Rushdie had been invited to talk about protecting writers whose lives have been threatened – an irony not lost on him.

“It just turned out not to be a safe space for me,” he told the interviewer.

In the book, Rushdie says he has experienced nightmares in the wake of the attack, according to The Guardian.

From Mumbai to New York via London

Rushdie, who was born in Mumbai but moved to England as a boy, was propelled into the spotlight with his second novel “Midnight’s Children” (1981), which won Britain’s prestigious Booker Prize for its portrayal of post-independence India.

But “The Satanic Verses” brought him far greater, mostly unwelcome, attention.

The atheist author, whose parents were non-practicing Muslims, was forced to go underground.

He was granted police protection in Britain and moved repeatedly while in hiding.

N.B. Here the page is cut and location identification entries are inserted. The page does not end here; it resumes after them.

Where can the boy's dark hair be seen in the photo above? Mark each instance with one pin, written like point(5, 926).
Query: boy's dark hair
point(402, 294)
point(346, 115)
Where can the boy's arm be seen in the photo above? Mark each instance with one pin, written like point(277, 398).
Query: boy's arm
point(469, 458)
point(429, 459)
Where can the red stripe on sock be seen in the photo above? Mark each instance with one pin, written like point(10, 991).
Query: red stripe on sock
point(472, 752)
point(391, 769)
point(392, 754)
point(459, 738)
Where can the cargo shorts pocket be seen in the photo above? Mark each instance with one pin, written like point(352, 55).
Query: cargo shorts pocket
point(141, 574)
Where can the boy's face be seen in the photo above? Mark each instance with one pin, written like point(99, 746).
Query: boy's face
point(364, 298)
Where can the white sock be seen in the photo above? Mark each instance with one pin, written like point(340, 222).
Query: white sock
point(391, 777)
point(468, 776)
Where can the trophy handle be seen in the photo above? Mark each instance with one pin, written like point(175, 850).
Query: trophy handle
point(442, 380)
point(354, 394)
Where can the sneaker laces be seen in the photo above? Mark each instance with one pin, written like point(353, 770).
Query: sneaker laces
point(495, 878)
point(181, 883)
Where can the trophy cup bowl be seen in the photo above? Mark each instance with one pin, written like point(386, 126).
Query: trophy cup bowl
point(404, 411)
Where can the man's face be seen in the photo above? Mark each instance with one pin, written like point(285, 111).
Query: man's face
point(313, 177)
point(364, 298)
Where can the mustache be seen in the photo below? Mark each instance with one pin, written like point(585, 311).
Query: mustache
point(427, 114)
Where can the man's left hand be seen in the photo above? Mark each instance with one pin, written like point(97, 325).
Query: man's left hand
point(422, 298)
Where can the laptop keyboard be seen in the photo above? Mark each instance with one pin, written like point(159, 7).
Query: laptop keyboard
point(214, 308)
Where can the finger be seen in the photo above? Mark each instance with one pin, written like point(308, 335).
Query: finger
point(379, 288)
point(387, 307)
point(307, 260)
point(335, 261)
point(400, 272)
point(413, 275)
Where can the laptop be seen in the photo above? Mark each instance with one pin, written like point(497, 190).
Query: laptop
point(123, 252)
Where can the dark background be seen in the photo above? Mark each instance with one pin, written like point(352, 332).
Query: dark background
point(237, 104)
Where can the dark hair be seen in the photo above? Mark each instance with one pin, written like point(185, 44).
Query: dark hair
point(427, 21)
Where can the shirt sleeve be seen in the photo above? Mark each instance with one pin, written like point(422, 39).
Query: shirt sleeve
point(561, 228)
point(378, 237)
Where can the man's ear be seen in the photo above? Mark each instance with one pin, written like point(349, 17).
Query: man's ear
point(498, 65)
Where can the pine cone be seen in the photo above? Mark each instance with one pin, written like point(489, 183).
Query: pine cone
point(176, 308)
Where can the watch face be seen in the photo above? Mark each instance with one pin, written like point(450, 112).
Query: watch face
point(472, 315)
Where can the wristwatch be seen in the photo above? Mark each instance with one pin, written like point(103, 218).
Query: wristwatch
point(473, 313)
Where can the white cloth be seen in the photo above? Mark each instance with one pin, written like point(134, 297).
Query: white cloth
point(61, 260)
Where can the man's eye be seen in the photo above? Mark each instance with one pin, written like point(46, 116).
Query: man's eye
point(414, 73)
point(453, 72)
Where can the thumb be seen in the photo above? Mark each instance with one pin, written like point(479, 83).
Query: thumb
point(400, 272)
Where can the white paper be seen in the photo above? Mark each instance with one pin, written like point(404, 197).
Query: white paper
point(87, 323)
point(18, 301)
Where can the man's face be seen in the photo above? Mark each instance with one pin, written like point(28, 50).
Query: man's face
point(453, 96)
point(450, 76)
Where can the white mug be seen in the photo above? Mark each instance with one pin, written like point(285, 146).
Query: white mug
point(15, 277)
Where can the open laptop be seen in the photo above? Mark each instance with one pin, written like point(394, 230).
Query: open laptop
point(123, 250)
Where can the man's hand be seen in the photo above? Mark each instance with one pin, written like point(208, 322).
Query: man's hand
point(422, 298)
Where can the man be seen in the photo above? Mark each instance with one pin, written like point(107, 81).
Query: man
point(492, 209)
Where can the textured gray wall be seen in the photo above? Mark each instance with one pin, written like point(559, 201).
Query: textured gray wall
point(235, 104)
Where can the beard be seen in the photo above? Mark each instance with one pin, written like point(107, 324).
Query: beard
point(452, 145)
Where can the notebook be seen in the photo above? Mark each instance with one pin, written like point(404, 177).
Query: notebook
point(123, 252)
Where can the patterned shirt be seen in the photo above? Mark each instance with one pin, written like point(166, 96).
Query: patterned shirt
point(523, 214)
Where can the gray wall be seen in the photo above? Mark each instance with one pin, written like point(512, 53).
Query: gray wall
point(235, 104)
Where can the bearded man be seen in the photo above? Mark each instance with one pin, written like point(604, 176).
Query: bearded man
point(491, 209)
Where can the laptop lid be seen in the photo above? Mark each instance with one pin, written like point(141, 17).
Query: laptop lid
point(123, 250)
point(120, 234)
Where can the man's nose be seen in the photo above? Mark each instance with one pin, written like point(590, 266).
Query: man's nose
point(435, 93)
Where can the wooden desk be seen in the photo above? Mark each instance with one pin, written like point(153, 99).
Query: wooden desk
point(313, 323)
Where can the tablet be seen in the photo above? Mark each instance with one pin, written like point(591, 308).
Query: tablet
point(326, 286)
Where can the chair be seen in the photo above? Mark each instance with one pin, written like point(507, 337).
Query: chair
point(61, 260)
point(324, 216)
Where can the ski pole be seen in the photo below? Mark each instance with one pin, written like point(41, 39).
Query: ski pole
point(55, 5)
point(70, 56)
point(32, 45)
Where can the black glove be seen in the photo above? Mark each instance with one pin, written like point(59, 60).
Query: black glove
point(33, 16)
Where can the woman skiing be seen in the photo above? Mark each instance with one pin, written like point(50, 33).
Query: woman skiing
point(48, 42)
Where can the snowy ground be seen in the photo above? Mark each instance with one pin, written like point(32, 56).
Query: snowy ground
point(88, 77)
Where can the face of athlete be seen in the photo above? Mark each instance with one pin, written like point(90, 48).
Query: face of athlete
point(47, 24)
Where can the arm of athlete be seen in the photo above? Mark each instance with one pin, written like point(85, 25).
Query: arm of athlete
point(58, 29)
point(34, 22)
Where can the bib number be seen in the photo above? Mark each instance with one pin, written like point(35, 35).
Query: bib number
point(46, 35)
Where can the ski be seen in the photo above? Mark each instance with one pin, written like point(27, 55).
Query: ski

The Japanese translator of “The Satanic Verses” was murdered, and its Italian translator and Norwegian publisher were attacked.

Rushdie only began to emerge from his life on the run in the late 1990s after Iran said it would not support his assassination.

He became a fixture on the international party circuit, even appearing in films such as “Bridget Jones’s Diary” and US television sitcom “Seinfeld”.

The author has been married five times and has two children.

Since the 2022 knife attack, he also released a novel, “Victory City” (2023). 

He has also revisited the Chautauqua Institution, where the near-fatal stabbing occurred, writing in “Knife” that the trip was cathartic.

“As we stood there in the stillness, I realized that a burden had lifted from me somehow, and the best word I could find for what I was feeling was lightness,” Rushdie wrote.